Although the adoption of low-code data science tools is rising rapidly, it’s still early days for this type of development. Organizations are understandably worried about the security and compliance implications of non-experts handling data (and other) projects. As development and data science become increasingly decentralized, one of the biggest challenges will be for organizations to foster a culture where innovation can occur freely, but remains strategic, relevant, and secure. Most experts agree that company policies will need to be updated to reflect low-code practices.
Low-code AI solutions, when used by data scientists, are a way of working more efficiently, but they could, indirectly, end up adding to their workload. While “citizen development” sounds like it operates independently of the IT team, the reality for data scientists will mean increased calls to help integrate, rescue or otherwise support digital tools that have been created elsewhere.
Low-code tools represent a major disruption to the way digital has been done so far. Like every disruptive force, it creates opportunities while threatening the status quo.
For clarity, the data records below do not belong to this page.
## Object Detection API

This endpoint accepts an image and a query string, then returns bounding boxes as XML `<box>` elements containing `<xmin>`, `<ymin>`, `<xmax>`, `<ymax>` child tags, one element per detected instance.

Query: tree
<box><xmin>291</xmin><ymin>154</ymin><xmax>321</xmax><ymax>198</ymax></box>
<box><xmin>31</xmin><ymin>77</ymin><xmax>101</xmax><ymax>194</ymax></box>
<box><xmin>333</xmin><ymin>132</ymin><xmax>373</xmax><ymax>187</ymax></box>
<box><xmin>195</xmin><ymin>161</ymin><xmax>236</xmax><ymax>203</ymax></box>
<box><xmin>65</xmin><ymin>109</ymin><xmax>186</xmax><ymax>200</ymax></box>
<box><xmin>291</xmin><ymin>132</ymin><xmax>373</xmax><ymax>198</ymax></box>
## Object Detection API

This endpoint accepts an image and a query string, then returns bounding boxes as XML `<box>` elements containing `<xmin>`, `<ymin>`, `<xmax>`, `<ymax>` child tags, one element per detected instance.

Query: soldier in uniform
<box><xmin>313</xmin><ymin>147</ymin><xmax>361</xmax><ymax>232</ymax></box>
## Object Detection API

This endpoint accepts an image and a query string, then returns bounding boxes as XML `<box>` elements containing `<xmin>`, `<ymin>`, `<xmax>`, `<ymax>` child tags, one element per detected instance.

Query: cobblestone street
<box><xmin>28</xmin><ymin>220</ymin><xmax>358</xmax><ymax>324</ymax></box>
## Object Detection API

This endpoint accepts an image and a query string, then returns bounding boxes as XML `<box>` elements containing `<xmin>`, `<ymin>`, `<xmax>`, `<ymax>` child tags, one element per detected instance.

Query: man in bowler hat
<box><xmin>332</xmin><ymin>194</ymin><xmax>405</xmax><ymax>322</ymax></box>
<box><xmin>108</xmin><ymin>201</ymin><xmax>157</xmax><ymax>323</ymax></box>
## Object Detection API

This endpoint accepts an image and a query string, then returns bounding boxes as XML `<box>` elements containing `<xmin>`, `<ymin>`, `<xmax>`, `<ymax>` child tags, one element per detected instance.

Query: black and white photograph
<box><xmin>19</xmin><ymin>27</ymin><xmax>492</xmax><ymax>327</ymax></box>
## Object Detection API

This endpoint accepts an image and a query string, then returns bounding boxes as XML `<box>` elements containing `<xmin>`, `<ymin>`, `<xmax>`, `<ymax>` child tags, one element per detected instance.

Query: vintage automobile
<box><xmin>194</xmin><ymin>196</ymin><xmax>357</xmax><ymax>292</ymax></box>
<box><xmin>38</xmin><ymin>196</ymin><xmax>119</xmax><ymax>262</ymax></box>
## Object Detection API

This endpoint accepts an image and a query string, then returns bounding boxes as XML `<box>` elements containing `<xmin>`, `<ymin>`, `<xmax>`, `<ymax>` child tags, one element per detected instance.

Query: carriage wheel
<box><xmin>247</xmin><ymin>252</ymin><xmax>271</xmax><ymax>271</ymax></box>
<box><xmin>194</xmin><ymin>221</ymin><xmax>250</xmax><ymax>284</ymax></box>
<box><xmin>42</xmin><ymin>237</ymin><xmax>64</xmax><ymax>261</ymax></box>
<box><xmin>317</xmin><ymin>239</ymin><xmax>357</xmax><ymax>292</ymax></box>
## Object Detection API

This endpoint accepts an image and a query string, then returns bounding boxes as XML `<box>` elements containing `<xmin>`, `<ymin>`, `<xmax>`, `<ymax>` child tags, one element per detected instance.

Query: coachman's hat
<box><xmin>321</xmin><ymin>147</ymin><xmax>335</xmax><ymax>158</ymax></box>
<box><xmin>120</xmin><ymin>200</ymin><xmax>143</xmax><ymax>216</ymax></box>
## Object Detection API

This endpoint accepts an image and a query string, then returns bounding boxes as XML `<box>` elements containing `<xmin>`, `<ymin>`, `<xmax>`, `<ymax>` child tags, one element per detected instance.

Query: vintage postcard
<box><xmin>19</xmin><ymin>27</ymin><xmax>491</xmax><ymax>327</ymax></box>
For data scientists, low-code is now becoming a fact of life, a hybrid approach to AI development that should be embraced because of its undeniable speed and simplicity. Furthermore, democratization and decentralization of IT are unstoppable. For data scientists, the question now is not whether to adopt low-code, it is how best to do so. I have seen low code fast-track many data science careers. Understanding their field as they do, they already have an advantage over their non-data colleagues. In the hands of data scientists, low-code solutions help data scientists work faster and smarter while at the same time being more agile and creative.